Since it happens before getting the response, raise Mechanize::ResponseCodeError.new(page, 'unhandled response') is never called, ending up with Mechanize raising the Net::HTTPFatalError exception.

I think it would be great if the only exception raised in this case was Mechanize::ResponseCodeError, since it should handle the errors that happened in the connection with the HTTP server, and not only handling the errors if the response exists.

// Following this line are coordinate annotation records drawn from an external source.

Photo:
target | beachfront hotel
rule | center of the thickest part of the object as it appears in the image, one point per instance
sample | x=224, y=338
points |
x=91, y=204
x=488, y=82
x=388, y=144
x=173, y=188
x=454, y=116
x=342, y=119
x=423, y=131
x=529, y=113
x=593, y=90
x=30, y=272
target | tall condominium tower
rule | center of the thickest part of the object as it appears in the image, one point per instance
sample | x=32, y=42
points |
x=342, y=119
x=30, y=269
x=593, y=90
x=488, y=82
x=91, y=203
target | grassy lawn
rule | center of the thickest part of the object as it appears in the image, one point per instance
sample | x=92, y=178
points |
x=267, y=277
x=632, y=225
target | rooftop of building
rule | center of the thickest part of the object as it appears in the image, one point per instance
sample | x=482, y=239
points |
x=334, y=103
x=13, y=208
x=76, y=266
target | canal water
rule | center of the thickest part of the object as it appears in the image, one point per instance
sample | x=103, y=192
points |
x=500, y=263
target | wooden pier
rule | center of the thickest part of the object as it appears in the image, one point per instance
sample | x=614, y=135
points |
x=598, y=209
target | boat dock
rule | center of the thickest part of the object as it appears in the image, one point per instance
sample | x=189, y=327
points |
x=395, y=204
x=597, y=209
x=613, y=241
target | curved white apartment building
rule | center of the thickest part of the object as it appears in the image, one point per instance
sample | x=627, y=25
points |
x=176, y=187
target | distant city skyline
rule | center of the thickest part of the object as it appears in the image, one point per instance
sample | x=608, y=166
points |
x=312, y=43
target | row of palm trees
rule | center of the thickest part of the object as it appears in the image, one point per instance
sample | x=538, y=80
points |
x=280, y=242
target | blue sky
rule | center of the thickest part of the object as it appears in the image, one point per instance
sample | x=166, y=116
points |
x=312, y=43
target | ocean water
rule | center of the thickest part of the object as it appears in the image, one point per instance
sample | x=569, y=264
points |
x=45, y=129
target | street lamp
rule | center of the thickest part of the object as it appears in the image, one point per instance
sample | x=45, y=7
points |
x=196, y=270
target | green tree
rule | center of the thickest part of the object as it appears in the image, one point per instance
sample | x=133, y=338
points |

flavorjones commented 1 year ago

@adrianodennanni Thanks for opening this issue, this is a good conversation to have.

The exception class Mechanize::ResponseCodeError is intended to wrap up a successful response from the server that has an HTTP status code other than 200, 301, or 302.

In the case you're describing, are you saying that you received a response from the server that was a 50x status code? Or was this a networking error? I'm a little confused by the string "(500, 501, 502, 503)" in the description.

adrianodennanni commented 1 year ago

I will paste here an example of this happening.

The exception message for the Net::HTTPFatalError was 503 "Service Unavailable".

A simple get, such as agent.get 'https://example.com' raised me Net::HTTPFatalError, with the following trace:

503 "Service Unavailable" (Net::HTTPFatalError)
/usr/local/lib/ruby/3.2.0/net/http/response.rb:258:in `error!'
/usr/local/lib/ruby/3.2.0/net/http/response.rb:267:in `value'
/usr/local/lib/ruby/3.2.0/net/http.rb:1293:in `connect'
/usr/local/lib/ruby/3.2.0/net/http.rb:1248:in `do_start'
/usr/local/lib/ruby/3.2.0/net/http.rb:1243:in `start'
/usr/local/bundle/gems/net-http-persistent-4.0.1/lib/net/http/persistent.rb:655:in `start'
/usr/local/bundle/gems/net-http-persistent-4.0.1/lib/net/http/persistent.rb:595:in `connection_for'
/usr/local/bundle/gems/net-http-persistent-4.0.1/lib/net/http/persistent.rb:885:in `request'
/usr/local/bundle/gems/mechanize-2.8.5/lib/mechanize/http/agent.rb:284:in `fetch'
/usr/local/bundle/gems/mechanize-2.8.5/lib/mechanize.rb:465:in `get'
/app/domain/my_example_script.rb:35:in `get_page'

In other occasions, the same agent.get line raised me a normal Mechanize::ResponseCodeError. I believe this case happened when response was completed, while the the previously mentioned exception happened during the connection phase of the fetch.

flavorjones commented 1 year ago

@adrianodennanni Again, ResponseCodeError is only intended to be used when a response has been successfully read, and the status code is surprising.

An exception related to networking should not be rescued by Mechanize -- in this case, the exception raised by Net::HTTP is what is raised. I think this is behaving as intended.

I'm happy to continue the conversation if you like -- I'm going to convert it to a Discussion.